Let $L(s,\chi)$ denote a Dirichlet $L$-function for a real-valued non-principal character $\chi$. This has limiting value $L(\infty,\chi) = 1$ and we are interested in how this limit is approached through real values of $s$, $1 < s < \infty$ .

For example, let $\chi_4$ be the non-trivial character $(\mathrm{mod}\ 4)$ taking values $(1,0,-1,0)$ at $(1,2,3,4)$. We have $L(1,\chi_4) < 1$ and, by an alternating series argument, $L(s,\chi_4)$ is monotonically increasing for $s > 1$.

Next consider $\chi_7$ $(\mathrm{mod}\ 7)$ taking values $(1,1,-1,1,-1,-1,0)$ at $(1,2,3,4,5,6,7)$. Note that $L(1,\chi_7) > 1$. However, $L(s,\chi_7)$ is not monotone decreasing for $s > 1$, but first increases with a peak near $s = 1.1$ before decreasing. What can one say in general?

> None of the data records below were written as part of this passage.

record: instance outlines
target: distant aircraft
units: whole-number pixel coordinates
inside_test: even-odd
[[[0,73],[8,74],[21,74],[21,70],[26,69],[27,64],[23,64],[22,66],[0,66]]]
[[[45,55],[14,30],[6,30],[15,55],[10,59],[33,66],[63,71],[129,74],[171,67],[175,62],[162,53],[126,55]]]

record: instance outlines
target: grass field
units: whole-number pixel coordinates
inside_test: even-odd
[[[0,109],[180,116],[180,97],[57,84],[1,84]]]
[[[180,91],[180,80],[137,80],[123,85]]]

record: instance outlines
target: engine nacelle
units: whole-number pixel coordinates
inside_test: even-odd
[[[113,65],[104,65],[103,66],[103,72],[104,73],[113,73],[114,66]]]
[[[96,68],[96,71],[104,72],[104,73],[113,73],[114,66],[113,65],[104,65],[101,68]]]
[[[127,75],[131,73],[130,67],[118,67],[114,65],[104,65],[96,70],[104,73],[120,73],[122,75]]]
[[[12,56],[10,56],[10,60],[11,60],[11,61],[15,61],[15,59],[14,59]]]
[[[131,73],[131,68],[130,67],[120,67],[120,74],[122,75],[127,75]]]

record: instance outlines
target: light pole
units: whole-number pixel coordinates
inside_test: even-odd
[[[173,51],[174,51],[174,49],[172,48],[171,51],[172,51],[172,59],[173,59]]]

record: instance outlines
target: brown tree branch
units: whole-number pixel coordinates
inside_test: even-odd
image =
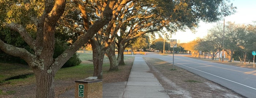
[[[36,60],[36,56],[30,53],[25,49],[18,48],[5,43],[1,39],[0,39],[0,49],[3,51],[8,54],[21,58],[28,63],[32,63]],[[35,64],[30,65],[36,65]]]
[[[13,30],[18,32],[30,48],[35,50],[34,39],[27,32],[26,29],[21,25],[12,22],[7,24],[7,26]]]

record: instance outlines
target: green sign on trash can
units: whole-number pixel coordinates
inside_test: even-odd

Questions: 1) Are there infinitely many $\chi$ (real-valued as above) for which $L(s,\chi)$ has no critical points on the interval $1 < s < \infty$ (i.e. monotonic)?

2) Is it possible for $L(s,\chi)$ to have more than one critical point in $(1,\infty)$? If so, is there any upper bound on the number of such critical points which holds for all $\chi$?

3) Are there any books or papers which display graphs of $L$-functions on the real line?

Thanks